For most of 111 countries voting for the repeal, “it was the first time in U.N. history they voted for a pro-Israel resolution,” said Ambassador Asher Naim, the Israeli representative to the General Assembly committee where the racism resolution was first introduced 16 years ago.

“They have crossed a psychological barrier,” he said.

Additionally, the vote demonstrated just how weak the Arab position has become.

“The Arab world cannot hold the United Nations hostage anymore,” said Naim. “There was a saying by Abba Eban that if they make a decision that the Earth is flat, they will have the votes to pass the resolution. That era has passed.”

Indeed, the Arab nations can no longer reach consensus even on their opposition of Israel, as evidenced by the fact that Egypt, Kuwait, Bahrain, Oman, Morocco and Tunisia elected not to cast votes Monday.

But while the 1975 vote was seen as a reflection of Arab strength in the years immediately following the oil embargo, it in fact reflected the dynamics of the Cold War United Nations.

As U.S. Sen. Daniel Patrick Moynihan (D-N.Y.) observed in a Washington Post op-ed piece in September, Resolution 3379 was not Arab in origin, but was of Soviet manufacture.

NO EXPANDED U.N. ROLE

Moynihan, who as U.S. envoy to the United Nations in 1975 led the unsuccessful fight against the motion, stressed that it reflected longstanding Soviet anti-Zionism.

He speculated that policy may have resulted out of fear that Jewish ethnic pride in the wake of the Six Day War could lead to similar agitations from other ethnic groups in the Soviet Union.

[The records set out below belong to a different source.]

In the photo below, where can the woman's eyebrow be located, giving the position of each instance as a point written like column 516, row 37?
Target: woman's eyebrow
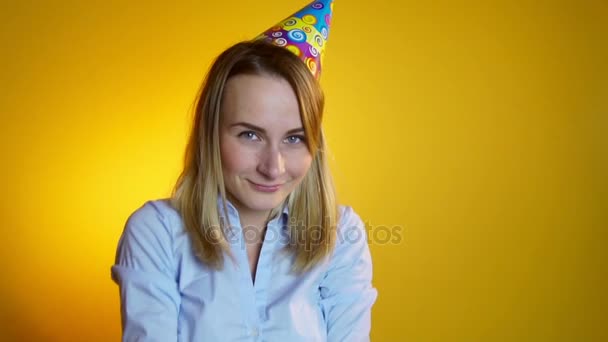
column 261, row 130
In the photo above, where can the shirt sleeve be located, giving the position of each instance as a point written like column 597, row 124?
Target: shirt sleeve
column 145, row 273
column 347, row 294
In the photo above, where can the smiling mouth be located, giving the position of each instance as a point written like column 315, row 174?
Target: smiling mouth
column 265, row 188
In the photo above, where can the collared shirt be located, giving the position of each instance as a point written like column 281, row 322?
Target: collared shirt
column 167, row 294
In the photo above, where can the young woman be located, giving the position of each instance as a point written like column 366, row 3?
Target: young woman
column 252, row 245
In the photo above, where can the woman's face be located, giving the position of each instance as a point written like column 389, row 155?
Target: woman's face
column 262, row 142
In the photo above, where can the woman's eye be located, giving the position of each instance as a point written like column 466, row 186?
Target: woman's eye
column 249, row 135
column 295, row 139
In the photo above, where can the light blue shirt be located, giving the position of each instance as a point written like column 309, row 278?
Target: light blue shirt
column 167, row 294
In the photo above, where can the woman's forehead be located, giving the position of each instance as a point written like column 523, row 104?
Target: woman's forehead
column 260, row 100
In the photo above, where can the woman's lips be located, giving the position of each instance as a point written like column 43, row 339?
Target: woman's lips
column 265, row 188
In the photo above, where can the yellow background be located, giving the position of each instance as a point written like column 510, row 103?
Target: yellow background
column 476, row 128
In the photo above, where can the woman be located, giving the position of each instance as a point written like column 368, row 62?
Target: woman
column 252, row 245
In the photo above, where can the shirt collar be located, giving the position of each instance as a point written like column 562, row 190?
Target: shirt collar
column 233, row 212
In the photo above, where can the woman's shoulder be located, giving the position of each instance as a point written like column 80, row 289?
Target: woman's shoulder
column 155, row 217
column 348, row 217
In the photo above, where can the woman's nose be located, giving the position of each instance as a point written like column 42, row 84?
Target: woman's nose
column 272, row 163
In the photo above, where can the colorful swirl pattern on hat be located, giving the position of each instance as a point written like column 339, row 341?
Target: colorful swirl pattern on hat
column 305, row 33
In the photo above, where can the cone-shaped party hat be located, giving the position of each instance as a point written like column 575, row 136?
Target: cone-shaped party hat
column 305, row 33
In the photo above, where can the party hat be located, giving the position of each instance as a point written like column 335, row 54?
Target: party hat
column 304, row 33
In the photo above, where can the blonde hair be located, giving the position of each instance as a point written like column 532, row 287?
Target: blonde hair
column 313, row 213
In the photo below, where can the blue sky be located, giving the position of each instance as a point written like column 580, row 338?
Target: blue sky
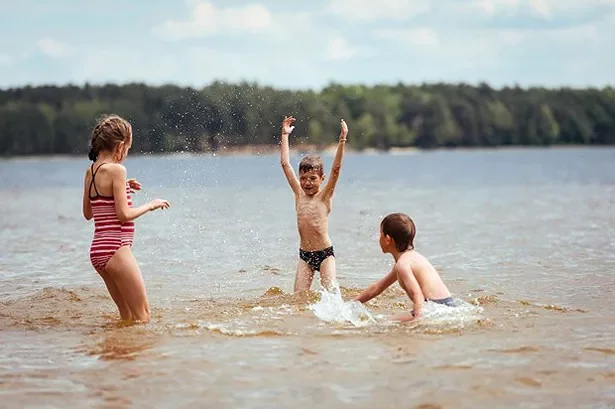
column 308, row 44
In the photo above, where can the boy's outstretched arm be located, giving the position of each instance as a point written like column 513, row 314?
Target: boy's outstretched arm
column 413, row 289
column 337, row 161
column 287, row 128
column 377, row 288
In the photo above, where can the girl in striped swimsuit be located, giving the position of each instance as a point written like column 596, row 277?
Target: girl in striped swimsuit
column 106, row 198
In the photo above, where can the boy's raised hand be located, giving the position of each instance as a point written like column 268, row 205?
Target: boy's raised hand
column 287, row 123
column 343, row 131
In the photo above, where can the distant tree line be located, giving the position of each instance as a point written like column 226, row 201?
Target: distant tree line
column 58, row 120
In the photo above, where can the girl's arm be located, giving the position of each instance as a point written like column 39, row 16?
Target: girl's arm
column 87, row 206
column 124, row 212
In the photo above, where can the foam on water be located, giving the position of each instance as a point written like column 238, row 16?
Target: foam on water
column 457, row 316
column 332, row 308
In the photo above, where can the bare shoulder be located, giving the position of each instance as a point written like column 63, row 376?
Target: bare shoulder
column 117, row 169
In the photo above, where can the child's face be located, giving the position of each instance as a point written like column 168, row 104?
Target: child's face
column 310, row 181
column 385, row 242
column 124, row 147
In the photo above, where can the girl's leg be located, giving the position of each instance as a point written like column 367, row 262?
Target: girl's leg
column 327, row 273
column 125, row 272
column 121, row 303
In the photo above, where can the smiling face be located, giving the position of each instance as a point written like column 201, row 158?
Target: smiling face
column 310, row 181
column 386, row 243
column 311, row 175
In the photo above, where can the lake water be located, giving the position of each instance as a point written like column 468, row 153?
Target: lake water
column 524, row 237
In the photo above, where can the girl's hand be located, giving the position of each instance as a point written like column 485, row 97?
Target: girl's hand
column 134, row 185
column 158, row 204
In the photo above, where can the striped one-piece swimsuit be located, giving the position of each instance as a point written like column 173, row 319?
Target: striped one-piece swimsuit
column 109, row 233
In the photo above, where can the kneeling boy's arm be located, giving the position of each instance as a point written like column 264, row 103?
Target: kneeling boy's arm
column 377, row 288
column 286, row 166
column 412, row 287
column 337, row 162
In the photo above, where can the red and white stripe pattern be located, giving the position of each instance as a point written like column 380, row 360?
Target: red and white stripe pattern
column 109, row 233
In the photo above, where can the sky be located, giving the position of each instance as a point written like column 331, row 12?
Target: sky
column 308, row 44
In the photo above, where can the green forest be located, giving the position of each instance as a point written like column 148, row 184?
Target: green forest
column 57, row 119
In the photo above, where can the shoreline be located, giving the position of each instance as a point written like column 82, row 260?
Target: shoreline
column 257, row 150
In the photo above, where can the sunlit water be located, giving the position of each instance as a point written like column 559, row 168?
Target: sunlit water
column 525, row 239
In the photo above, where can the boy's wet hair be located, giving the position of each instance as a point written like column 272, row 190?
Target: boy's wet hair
column 401, row 228
column 107, row 134
column 311, row 162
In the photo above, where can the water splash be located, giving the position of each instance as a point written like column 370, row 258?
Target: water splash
column 332, row 308
column 457, row 316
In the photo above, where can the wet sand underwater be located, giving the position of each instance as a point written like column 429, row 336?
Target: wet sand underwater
column 524, row 239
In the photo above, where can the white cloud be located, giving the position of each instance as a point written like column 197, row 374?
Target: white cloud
column 546, row 9
column 6, row 60
column 339, row 49
column 53, row 48
column 372, row 10
column 422, row 36
column 541, row 7
column 207, row 20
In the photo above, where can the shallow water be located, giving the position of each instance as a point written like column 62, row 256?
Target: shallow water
column 524, row 238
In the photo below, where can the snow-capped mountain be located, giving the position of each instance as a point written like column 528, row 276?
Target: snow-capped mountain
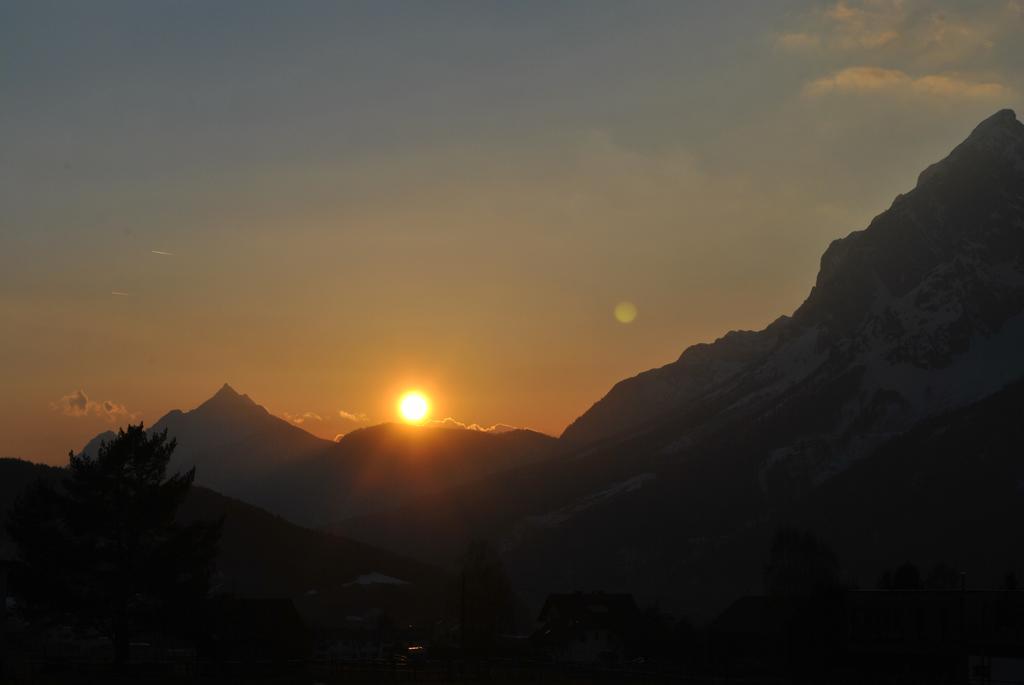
column 916, row 314
column 673, row 483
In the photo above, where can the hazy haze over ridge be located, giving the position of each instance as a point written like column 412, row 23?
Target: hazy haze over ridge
column 355, row 201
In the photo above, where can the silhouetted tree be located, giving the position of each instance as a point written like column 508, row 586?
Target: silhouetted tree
column 942, row 576
column 800, row 565
column 102, row 548
column 487, row 603
column 803, row 571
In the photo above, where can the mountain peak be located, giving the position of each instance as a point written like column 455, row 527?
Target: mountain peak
column 228, row 396
column 995, row 142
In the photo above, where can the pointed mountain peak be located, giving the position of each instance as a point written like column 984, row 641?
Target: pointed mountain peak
column 994, row 142
column 999, row 130
column 226, row 391
column 227, row 396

At the United Nations, Soviet opposition to Zionism and Israel proved a convenient way to deflect all talk on human rights.

It is perhaps fitting, then, that the Soviet Union seems unlikely to outlast Resolution 3379 by more than a matter of days.

But even though the dispute in the Middle East has now assumed what Naim has called its “proper role,” and even though Israelis are no longer shunned in U.N. halls, they remain adamant that Bush’s statement saying that the repeal “will make the U.N. much more effective” does not mean that they welcome its role as a mediator.

Israeli Foreign Minister David Levy made that point after casting his country’s repeal vote. He emphasized that Monday’s move does not mean the United Nations can now expect an expanded role in the current Middle East peace process.

And when the U.S. ambassador to the United Nations, Thomas Pickering, was asked if the vote would lead to such a heightened U.N. role, he said: “I don’t think you can automatically translate it, like a nickel in a slot machine.”

Naim noted that this year the General Assembly has passed resolutions “completely at odds” with the current peace process, such as calling for an international peace conference and demanding representation of the Palestine Liberation Organization.

On Monday, a resolution condemning Israel’s annexation of Jerusalem passed with 152 votes against Israel’s lone nay. The United States and three Caribbean nations abstained.

A more sweeping measure was passed despite American and Western opposition. It declared the question of Palestine the core of the conflict in the Middle East, demanded total Israeli withdrawal from the territories and the creation of a Palestinian state, and implicitly condemned the Camp David accords.

The vote was 93-27, with 37 abstentions.

(JTA correspondents David Friedman in Washington and David Landau in Jerusalem contributed to this report.)